Arbeitgeber mit jahresdurchschnittlich monatlich mindestens 20 Arbeitsplätzen müssen auf mindestens 5 % dieser Arbeitsplätze schwerbehinderte Menschen beschäftigen, insbesondere mit Schwerbehinderten, die bei der Agentur für Arbeit gemeldet sind (§ 71 Abs. 1 SGB IX).

Was viele Arbeitgeber nicht wissen:

Ist ein freier Arbeitsplatz zu besetzen, muss immer erst geprüft werden, ob die freie Stelle mit einem schwerbehinderten Menschen oder einem ihm Gleichgestellten besetzt werden kann (§ 81 SGB IX). Nimmt der Arbeitgeber diese Prüfung nicht vor, hat dies gegebenenfalls unangenehme Konsequenzen, insbesondere kann der Betriebsrat die Zustimmung zur Einstellung eines nicht behinderten Arbeitnehmers verweigern.

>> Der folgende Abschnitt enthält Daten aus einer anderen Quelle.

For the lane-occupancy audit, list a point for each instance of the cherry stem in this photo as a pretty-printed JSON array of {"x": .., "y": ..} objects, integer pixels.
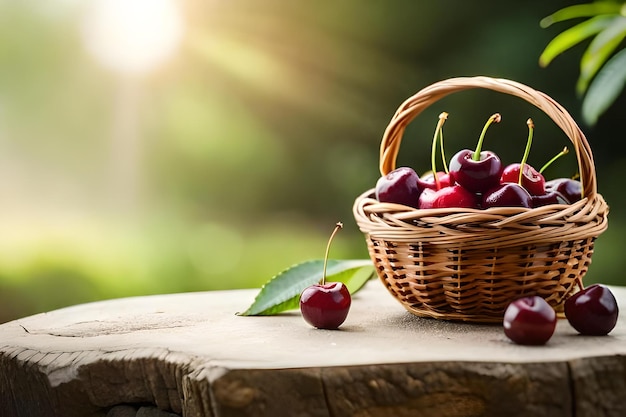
[
  {"x": 438, "y": 130},
  {"x": 338, "y": 226},
  {"x": 495, "y": 118},
  {"x": 441, "y": 148},
  {"x": 565, "y": 151},
  {"x": 529, "y": 142}
]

Einen Einstellungsanspruch begründet § 71 Abs. 1 SGB IX allerdings nicht. Solange Arbeitgeber die vorgeschriebene Zahl schwerbehinderter Menschen nicht beschäftigen, entrichten sie für jeden unbesetzten Pflichtarbeitsplatz (lediglich) eine Ausgleichsabgabe. Die Zahlung hebt die Beschäftigungspflicht aber nicht auf.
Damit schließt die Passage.